As described above, according to the present invention, a memory circuit that stores the recording density of a pixel to be recorded as gradation information, a reading unit that reads the gradation information from the memory circuit, and a floor of a pixel corresponding to a heating resistor in a block. A means for repeating the read operation of the tone information a plurality of times corresponding to the number of tone steps while updating the tone level, compares the tone information and the tone level, and energizes the heating resistor with a binary signal. Energization information generating means for generating a plurality of times as energization information for controlling, and the energization information generated is input to a plurality of pixels and converted into a parallel signal, which is output in parallel as energization information to each of a plurality of heating resistors. Shift register, a latch circuit that inputs and stores a parallel signal output from the shift register, and outputs the parallel signal as energization information to a plurality of heating resistors, and a specific block in a plurality of blocks. A second driving circuit for selecting a click,
1st which energizes and drives the heating resistor in the selected block
And the drive circuit of, to control the energization time to the heating resistor,
For a given recording pixel, the gradation level is updated a plurality of times while updating the gradation level, and the heat generation amount of each heating resistor is controlled by the sum of the energization times of a plurality of times. There is an effect that it is possible to realize heat recording with tonality.
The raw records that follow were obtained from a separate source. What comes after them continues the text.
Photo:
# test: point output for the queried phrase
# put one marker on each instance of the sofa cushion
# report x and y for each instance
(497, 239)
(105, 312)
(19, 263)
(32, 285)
[Brief description of drawings]

FIG. 1 is a block diagram of a conventional heat recording apparatus, FIG. 2 is a block diagram of a heat recording apparatus according to the present invention, and FIG. 3 is its operation timing chart. 2 ... Line memory, 3 ... Heat recording head, 4 ... Address counter, 5 ... Block counter, 8 ... Address switch, 12 ... Threshold level generation counter,
13 …… Comparator, 14 …… Shift register.

Claims (1)

[Claims] 1. A heat generating recording head having a plurality of blocks, each of which is a set of a plurality of heat generating resistors, and the plurality of heat generating resistors corresponding to each of the plurality of pixels according to gradation information of a plurality of pixels to be recorded. In a heat generation recording apparatus that controls the energization time to each of the elements to generate heat and records by utilizing this heat generation, a memory circuit that stores the recording density of the pixel to be recorded as gradation information, and a read address to the memory circuit. Is output to read the gradation information from the storage circuit, and the reading operation of the gradation information of the pixel corresponding to the heating resistor in the block is performed while updating the gradation level. Means for repeating a plurality of times corresponding to the above, and a plurality of times as the energization information for comparing the gradation information and the gradation level and controlling the energization of the heating resistor with the binary signal. A plurality of energization information generating means, and the generated energization information is input to a plurality of pixels and converted into a parallel signal, and energization information to each of the plurality of heating resistors corresponding to each of the plurality of pixels. A parallel output shift register, a latch circuit that inputs and stores the parallel signal output from the shift register, and outputs the parallel signal as energization information to the heating resistors, A second drive circuit that selects a specific block from among the blocks; and a first drive circuit that energizes and drives a heating resistor in the selected block corresponding to the parallel signal from the latch circuit. A heat generating recording device characterized by being provided.